Quindi Leopardi: “il capro nuoce anzi distrugge la vigna; così fanno i buoi ed alla vigna e ad ogni albero da frutto se vi si lasciano appressare…. Insommma i bisogni che l’uomo si è fabbricati, anche i più semplici, rurali ed universali, e propri anche della gente più volgare e men guasta, si contraddicono, si nocciono scambievolmente; e la cura dell’uomo non dev’essere solo di procacciare il necessario a questi bisogni, con infiniti ostacoli, ma nel provvedere all’uno, guardare assai, perché quella provvisione nuoce ad un altro bisogno. E pure è certo che più facilmente potremo annoverare le arene del mare di quello che trovare una sola contraddizione in qualunque di quelle cose che la natura ha veramente e manifestamente resa necessaria, o destinata all’uso sì dell’uomo, come di qualunque animale, vegetabile ec.”[10].
La gente comincia a capire quanto il “bisogno” dell’automobile sia in contraddizione con tanti aspetti e bisogni reali della vita umana, se non addirittura della vita del pianeta.
“Nei decenni del dopoguerra la macchina ci ha permesso di spostarci da soli e di scoprire nuovi paesaggi. Grazie ad essa, il nostro spazio è diventato infinitamente più vasto. L’automobile certificava il nostro ingresso nella modernità, alla quale dovevamo questa mobilità più libera.
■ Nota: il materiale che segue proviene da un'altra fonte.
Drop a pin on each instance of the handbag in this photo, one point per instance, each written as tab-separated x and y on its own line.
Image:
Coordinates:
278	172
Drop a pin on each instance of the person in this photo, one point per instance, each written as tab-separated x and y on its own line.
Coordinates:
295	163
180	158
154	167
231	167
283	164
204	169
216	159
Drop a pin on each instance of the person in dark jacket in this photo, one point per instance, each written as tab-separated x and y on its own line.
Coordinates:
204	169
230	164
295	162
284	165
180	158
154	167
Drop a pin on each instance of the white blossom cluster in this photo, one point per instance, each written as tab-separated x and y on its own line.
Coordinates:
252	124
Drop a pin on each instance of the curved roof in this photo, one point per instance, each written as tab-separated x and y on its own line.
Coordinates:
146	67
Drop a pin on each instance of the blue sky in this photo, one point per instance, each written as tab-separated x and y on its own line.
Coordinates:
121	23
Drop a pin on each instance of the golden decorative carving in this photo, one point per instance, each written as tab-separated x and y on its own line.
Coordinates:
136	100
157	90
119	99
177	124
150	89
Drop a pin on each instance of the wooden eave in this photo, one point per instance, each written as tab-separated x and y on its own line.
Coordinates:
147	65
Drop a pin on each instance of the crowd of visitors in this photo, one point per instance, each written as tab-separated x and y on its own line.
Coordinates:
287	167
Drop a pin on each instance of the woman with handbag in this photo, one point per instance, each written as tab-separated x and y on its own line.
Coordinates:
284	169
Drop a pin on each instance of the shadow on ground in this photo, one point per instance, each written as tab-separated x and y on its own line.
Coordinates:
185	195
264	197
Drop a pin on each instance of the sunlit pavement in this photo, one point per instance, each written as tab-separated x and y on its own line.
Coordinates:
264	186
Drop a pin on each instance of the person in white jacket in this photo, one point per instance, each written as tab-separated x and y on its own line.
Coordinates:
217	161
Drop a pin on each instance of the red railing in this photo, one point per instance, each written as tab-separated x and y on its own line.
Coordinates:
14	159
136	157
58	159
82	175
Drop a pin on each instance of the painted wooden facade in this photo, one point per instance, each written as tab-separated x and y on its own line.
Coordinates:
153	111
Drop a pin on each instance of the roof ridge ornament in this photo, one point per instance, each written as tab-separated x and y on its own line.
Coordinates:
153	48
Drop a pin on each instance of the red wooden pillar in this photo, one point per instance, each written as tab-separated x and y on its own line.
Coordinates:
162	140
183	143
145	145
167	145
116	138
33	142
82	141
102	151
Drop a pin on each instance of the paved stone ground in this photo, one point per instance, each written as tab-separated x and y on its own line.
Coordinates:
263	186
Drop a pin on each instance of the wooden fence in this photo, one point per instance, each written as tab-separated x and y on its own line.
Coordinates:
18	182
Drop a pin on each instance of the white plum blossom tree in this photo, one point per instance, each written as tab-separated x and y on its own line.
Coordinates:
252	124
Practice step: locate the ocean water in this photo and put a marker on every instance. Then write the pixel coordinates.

Ma oltre a essere un simbolo di libertà, essa è diventata anche un’espressione della nostra identità. Non a caso, in quegli anni si insisteva molto sulla personalizzazione che aggiungeva un’impronta individuale a veicoli prodotti in serie. Nei confronti dell’automobile si creava una relazione molto affettiva, anche perché in quell’epoca un tale acquisto era sempre un avvenimento molto importante. (…) Tutto ciò oggi sta progressivamente svanendo. L’auto è vittima del suo stesso successo. Simbolo di una massificazione consumistica che ha fagocitato tutta la società, ha perso la sua poesia. E’ diventata un oggetto prosaico, un mezzo di trasporto per andare al lavoro lontano da casa, un universo angusto nella quale ci ritroviamo prigionieri, immobilizzati nel traffico. In coda in autostrada, è difficile coninuare a pensare l’auto come strumento di piacere o un mezzo di libertà (…) Di conseguenza, l’attuale crisi dell’auto diventa la metafora dell’insuccesso, se non proprio della società dei consumi, almeno di un certo sogno di equilibrio sociale, dove i beni di consumo dovevano essere a disposizione di tutti”[11].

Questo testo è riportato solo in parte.